Example #2 — Here \(|\mathcal{M}|^2 \propto (s + 2t - m_a^2 - 2m_c^2)^2\). The argument is a linear combination of both invariants, so the zero of \(\mathcal{M}\) forms a straight line in the \((s,t)\) plane — a nodal line — and the density contours are parallel to it. Events pile up in the corners farthest from the node.

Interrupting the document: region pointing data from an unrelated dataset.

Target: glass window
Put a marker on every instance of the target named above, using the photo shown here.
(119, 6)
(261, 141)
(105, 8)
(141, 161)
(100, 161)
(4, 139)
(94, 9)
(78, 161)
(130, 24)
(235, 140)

Example #3 — Same gradient structure as Example #2, but with \(m_b = 135\,\text{MeV} \approx m_\pi\). The non-zero mass of the third particle shifts the threshold and shrinks the phase space region dramatically, leaving only a compact island in the lower-left of the \((s,t)\) plane. The lesson: phase space geometry encodes the masses, while density variations within the boundary encode \(|\mathcal{M}|^2\).
A Practical Reading Guide
When confronted with an unknown Dalitz plot, the following questions guide the analysis:
- Is the density uniform? If yes, \(|\mathcal{M}|^2 = \text{const}\) and the decay is governed by pure phase space.
- Are the contours parallel to one axis? Then \(|\mathcal{M}|^2\) depends only on the other invariant.

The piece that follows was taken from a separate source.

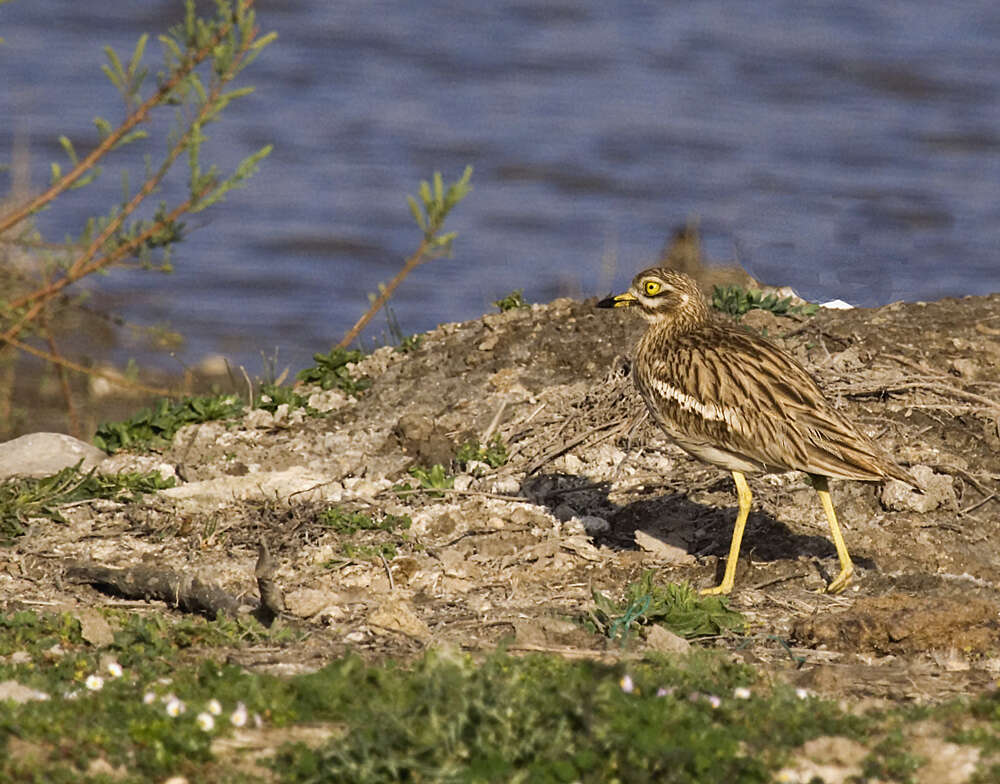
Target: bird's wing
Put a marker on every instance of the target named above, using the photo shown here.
(740, 392)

- Are there bands of high density crossing the plot? These are resonances: an intermediate state \(a \to R\, b \to c\, d\, b\) with propagator \(\sim 1/(s - m_R^2)\) produces a horizontal band at \(s = m_R^2\).
- Are there empty regions or nodes? These indicate zeros of the amplitude, often from angular momentum selection rules or destructive interference.
- What is the shape of the boundary? This directly constrains the final-state masses through the Källén function.